BECAUSE THE BASSOON was my instrument through high school, and my best friend Merton played oboe, a fascination for the double-reed instruments pursued me, or I it, for a number of years afterward. One of the first LPs I bought — second-hand, needless to say, there was never a lot of money around in those days — was a ten-inch Mercury disc featuring Mitch Miller playing the Vaughan Williams Oboe Concerto and a Pavane and Gigue arranged from vihuela music, I suppose, by Luis Milan. Miller was A&R man for Mercury and this must have been one of their first LPs; the serial number is 10003.

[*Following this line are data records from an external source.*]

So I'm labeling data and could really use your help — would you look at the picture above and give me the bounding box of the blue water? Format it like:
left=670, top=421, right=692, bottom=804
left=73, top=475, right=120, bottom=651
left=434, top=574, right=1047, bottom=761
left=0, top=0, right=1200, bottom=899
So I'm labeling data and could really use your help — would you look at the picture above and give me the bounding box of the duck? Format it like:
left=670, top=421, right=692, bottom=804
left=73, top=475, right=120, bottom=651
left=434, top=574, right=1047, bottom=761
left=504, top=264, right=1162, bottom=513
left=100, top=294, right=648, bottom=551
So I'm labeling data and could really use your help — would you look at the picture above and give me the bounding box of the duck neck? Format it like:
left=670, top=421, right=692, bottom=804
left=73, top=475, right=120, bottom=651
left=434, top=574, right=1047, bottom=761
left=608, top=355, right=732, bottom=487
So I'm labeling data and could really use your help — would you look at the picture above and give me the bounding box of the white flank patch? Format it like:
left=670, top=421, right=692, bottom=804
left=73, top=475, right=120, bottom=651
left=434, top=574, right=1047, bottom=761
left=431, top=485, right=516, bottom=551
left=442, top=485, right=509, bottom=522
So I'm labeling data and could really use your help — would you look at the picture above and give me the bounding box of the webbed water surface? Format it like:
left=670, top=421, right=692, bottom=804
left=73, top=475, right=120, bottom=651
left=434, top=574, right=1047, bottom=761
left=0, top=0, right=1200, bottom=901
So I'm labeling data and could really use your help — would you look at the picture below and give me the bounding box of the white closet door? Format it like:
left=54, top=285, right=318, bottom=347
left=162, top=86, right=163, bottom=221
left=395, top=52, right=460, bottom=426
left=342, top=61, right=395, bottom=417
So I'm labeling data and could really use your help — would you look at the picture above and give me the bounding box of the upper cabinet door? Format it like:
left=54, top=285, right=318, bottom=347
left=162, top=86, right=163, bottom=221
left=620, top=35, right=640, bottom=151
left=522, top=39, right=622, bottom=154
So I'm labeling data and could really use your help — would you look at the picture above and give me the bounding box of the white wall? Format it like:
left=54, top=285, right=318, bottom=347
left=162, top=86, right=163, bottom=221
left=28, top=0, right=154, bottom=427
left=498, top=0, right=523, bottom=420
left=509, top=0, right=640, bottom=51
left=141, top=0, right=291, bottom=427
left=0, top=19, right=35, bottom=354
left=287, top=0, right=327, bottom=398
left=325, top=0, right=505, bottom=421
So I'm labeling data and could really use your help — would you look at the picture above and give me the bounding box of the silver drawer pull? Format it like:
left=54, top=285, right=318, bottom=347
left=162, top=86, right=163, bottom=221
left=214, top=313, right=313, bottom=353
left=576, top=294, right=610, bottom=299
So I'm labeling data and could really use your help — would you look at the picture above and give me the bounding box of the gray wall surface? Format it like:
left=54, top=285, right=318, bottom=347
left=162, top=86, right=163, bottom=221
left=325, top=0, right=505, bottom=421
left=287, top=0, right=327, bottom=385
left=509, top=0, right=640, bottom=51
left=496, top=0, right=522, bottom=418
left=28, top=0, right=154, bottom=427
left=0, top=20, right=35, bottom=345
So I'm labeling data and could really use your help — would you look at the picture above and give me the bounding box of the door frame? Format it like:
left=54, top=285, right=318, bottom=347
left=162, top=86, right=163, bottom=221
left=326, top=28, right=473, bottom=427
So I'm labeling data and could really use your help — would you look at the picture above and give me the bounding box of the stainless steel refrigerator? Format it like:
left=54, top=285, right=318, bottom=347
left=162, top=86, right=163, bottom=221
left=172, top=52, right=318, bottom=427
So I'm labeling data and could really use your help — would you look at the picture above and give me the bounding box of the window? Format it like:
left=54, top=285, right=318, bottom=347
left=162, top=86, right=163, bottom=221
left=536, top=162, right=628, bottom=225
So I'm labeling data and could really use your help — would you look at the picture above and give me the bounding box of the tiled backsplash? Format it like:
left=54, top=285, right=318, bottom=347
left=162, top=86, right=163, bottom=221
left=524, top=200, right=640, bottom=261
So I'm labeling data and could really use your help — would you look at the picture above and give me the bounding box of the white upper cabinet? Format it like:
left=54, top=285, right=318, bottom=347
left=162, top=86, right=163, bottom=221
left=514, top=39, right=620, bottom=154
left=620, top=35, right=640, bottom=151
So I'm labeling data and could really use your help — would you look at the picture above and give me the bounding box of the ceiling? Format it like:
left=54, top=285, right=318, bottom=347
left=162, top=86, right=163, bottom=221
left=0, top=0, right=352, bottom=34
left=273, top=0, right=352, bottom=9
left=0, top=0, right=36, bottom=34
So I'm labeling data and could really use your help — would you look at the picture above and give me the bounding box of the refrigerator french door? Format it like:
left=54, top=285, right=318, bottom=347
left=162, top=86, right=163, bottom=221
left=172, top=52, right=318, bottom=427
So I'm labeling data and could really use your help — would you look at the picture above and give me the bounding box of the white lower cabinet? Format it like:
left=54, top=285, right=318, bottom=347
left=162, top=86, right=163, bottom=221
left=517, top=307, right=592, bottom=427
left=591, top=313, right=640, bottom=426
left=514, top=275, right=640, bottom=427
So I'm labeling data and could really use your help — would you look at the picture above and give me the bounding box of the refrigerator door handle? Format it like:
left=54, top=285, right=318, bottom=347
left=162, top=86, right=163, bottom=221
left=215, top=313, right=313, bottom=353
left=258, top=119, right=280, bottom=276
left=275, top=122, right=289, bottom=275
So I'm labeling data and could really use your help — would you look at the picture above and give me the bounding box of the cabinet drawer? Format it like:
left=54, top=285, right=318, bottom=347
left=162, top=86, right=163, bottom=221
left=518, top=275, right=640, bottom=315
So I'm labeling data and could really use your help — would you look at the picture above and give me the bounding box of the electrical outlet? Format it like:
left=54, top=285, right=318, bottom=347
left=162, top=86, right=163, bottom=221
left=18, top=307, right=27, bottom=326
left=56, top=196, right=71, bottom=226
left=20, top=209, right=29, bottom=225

Miller died three days ago, not quite a month after his 99th birthday. He must have been a marvelous conversationalist, and he knew his way around all sorts of music — the "Sing Along with Mitch" tv series eclipsed what were, to me, finer aspects of his musicianship. My copy of the Vaughan Williams is scratchy and hazy; I played it a lot in the 1950s and '60s. I think the Oboe Concerto is one of VW's best scores, neoclassical, not the romantic-English-pastoral vein too often mined by this curious composer. Miller's playing is clear, in tune, beautifully expressive. How I wish he'd recorded the Strauss concerto!
You can download a copy of the VW concerto, how legally I do not know, here; there must be a slew of obituaries online by now, and of course there's always Wikipedia. I wish I'd known Mitch Miller; I bet he was a much more interesting and rewarding acquaintance than any of these references suggest.